A U.S. labor group representing more than 1,000 workers at hotels owned by Anbang Insurance Group Co. is asking authorities to force the Chinese firm to disclose its ownership and financing.
The union, Unite Here, filed its complaint with the U.S. National Labor Relations Board after Bloomberg News reported that Anbang faced pressure from the Chinese government to sell overseas assets. Such transactions could negatively impact union members, Unite Here said.
“Our members have a right to know who they’re working for,” said Elliott Mallen, a spokesman for the group. “Unlike more established owners and employers in our industry, Anbang has been extraordinarily secretive about its ownership, which causes us to question the company’s intentions for its hotels.”
A spokesman for Anbang declined to comment. The firm has previously said that it hasn’t received a request to sell overseas assets and “at present has no plans to sell” such holdings. Unite Here has said it has union contracts at Anbang’s Westin St. Francis, Loews Santa Monica and Fairmont Chicago hotels.
Anbang is among prominent Chinese companies that went on global shopping sprees in recent years, drawing attention in the U.S. in 2014 by agreeing to acquire the landmark Waldorf Astoria hotel in Manhattan. Such buying power has prompted public calls for the companies to disclose more about their ownership and finances. In the meantime, Anbang Chairman Wu Xiaohui was detained for questioning in mid-June, while policies fueling the firm’s growth have been all but banned by Chinese regulators.

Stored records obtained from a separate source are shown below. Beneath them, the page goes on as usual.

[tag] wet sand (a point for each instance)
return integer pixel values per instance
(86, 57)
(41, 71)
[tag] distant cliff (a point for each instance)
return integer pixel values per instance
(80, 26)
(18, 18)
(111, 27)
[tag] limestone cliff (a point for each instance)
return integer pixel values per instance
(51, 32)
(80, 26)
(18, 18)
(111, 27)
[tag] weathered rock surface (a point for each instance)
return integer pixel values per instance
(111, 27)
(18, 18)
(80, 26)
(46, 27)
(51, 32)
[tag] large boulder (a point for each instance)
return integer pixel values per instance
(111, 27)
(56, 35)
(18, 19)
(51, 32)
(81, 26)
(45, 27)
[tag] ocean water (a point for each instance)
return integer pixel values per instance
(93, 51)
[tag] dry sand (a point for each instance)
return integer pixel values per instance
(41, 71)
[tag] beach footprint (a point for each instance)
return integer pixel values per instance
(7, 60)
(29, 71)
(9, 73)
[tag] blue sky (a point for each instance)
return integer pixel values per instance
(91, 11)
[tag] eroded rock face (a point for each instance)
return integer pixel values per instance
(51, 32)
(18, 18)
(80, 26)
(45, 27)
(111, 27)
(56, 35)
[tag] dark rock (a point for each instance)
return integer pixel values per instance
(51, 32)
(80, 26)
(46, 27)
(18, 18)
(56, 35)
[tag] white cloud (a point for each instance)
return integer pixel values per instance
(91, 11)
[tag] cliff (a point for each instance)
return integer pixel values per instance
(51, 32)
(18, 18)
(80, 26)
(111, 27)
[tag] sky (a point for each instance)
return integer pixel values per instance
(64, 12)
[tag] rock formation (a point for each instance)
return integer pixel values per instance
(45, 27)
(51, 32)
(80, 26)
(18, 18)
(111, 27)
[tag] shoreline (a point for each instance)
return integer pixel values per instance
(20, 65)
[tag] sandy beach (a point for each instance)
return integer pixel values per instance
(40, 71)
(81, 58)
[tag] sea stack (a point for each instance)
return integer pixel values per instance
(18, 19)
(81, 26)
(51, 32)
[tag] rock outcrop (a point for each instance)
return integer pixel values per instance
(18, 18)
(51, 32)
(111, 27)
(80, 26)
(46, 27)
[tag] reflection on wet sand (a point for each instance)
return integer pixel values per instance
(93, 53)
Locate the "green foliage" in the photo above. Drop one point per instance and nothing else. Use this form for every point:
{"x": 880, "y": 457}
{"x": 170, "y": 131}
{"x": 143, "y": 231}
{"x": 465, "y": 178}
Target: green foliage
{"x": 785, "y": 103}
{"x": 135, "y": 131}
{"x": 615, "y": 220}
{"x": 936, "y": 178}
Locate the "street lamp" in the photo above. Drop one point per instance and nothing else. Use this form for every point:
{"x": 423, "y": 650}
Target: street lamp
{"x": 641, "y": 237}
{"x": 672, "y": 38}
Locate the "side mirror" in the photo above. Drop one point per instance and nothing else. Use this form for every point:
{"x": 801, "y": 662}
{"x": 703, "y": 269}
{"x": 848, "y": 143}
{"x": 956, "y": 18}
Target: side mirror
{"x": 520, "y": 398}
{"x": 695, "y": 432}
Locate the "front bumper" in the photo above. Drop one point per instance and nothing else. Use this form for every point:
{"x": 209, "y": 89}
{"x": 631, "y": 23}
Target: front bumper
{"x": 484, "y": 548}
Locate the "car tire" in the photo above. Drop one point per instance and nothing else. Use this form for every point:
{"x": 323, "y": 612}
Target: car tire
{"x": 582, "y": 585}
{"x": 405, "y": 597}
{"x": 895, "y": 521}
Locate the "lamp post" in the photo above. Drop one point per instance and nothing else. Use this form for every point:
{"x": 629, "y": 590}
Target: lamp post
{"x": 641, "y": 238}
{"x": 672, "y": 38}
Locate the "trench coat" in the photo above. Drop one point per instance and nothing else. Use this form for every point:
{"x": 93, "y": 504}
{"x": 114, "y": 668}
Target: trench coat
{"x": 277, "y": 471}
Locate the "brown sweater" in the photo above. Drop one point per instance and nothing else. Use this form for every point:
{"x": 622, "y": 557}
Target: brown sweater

Anbang’s rise in recent years was helped by sales of lucrative investment products that offered among the highest yields compared with peers. China’s insurance regulator has clamped down in the past year on what it termed “improper innovation” and tightened rules on high-yield, short-term investment policies. Anbang and insurers such as Foresea Life got caught up in the crackdown.
One Anbang product, called Anbang Longevity Sure Win No. 1, boosted the firm’s life insurance premiums almost 40-fold in 2014 by offering yields as high as 5.8 percent. That helped provide fuel for the firm’s more than $10 billion of overseas acquisitions since 2014 and equally ambitious investing in the domestic stock market.